Par son histoire, le Yémen superpose tous les affrontements. Les “Houthis”sont des Chiites zaydites, héritiers de l’ancien royaume et majoritaires au nord. Le Président chassé de Sanaa par leur irruption, le maréchal Hadi est un sunnite du Sud, un ancien officier du Sud-Yémen pro-soviétique. Les “Houthis”doivent leurs succès à la participation des troupes yéménites fidèles à l’ancien Président Saleh, un zaydite du nord, officier nassérien avant ses 33 ans de pouvoir sans partage. Au sommet de cette confrontation, il y a le vieux duel entre Américains et Russes que l’administration Obama a stupidement relancé. Leurs “champions” sont les Saoudiens et les Iraniens. Cette rivalité s’est muée en résurgence de la guerre de religion qui a marqué l’islam dès son origine entre Sunnites et Chiites. Celle-ci est aujourd’hui utilisée par les dictateurs qui auparavant se situaient dans une logique nationaliste et laïque. On comprend bien l’émoi de Washington devant la perspective de voir leur vieil allié wahabite menacé par l’Iran, devant le risque de voir Téhéran contrôler les détroits. Mais ce qu’on ne comprend pas c’est l’incapacité des Etats-Unis à aller à l’essentiel et à y aller vite, d’abord en reconnaissant à la Russie la place qu’elle mérite, ensuite, en mettant fin à l’Etat islamique, étonnamment préservé et qui bénéficie de la complaisance, de l’inertie ou de la mollesse de prétendus alliés du monde libre, empressés de prouver leur solidarité avec tous les Sunnites, même les plus intégristes.
2 commentaires
quelle pagaille ! un cochon n’y retrouverait pas ses petits ! (c’est de l’humour, noir !) mais que faire ?

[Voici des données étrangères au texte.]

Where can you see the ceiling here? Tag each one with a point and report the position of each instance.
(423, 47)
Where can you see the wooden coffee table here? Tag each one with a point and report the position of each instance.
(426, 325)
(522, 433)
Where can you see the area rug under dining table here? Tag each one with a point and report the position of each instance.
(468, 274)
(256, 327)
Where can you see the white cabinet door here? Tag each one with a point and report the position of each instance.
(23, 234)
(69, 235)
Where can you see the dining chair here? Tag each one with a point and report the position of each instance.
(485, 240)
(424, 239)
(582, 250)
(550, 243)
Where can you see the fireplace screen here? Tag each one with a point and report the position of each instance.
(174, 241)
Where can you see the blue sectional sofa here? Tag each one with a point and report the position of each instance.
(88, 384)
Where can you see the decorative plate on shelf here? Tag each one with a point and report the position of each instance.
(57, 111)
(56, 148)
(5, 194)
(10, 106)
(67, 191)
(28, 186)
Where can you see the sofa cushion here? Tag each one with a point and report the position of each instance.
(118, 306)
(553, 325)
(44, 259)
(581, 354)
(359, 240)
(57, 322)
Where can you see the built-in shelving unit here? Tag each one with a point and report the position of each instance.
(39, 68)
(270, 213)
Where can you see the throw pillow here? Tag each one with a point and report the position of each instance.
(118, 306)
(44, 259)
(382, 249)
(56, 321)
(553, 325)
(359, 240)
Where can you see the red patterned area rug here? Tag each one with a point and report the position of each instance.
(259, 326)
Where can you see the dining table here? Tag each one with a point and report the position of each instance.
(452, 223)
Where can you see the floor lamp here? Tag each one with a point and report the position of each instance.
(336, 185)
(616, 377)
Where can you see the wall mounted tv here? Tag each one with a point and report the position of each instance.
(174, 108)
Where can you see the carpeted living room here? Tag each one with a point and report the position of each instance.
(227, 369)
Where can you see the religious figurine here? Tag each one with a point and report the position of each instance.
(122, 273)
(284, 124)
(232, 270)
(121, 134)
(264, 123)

Vous avez tout à fait raison de souligner l’impore ce sujettance des événements qui se passent actuellement au Yemen et et que nos médias ignorent bien évidemment. Deux coalitions s’affrontent et les forces en présence sont conséquentes.
Pour faire de la ré-information, je conseille la lecture de deux articles qui traitent de ce sujet.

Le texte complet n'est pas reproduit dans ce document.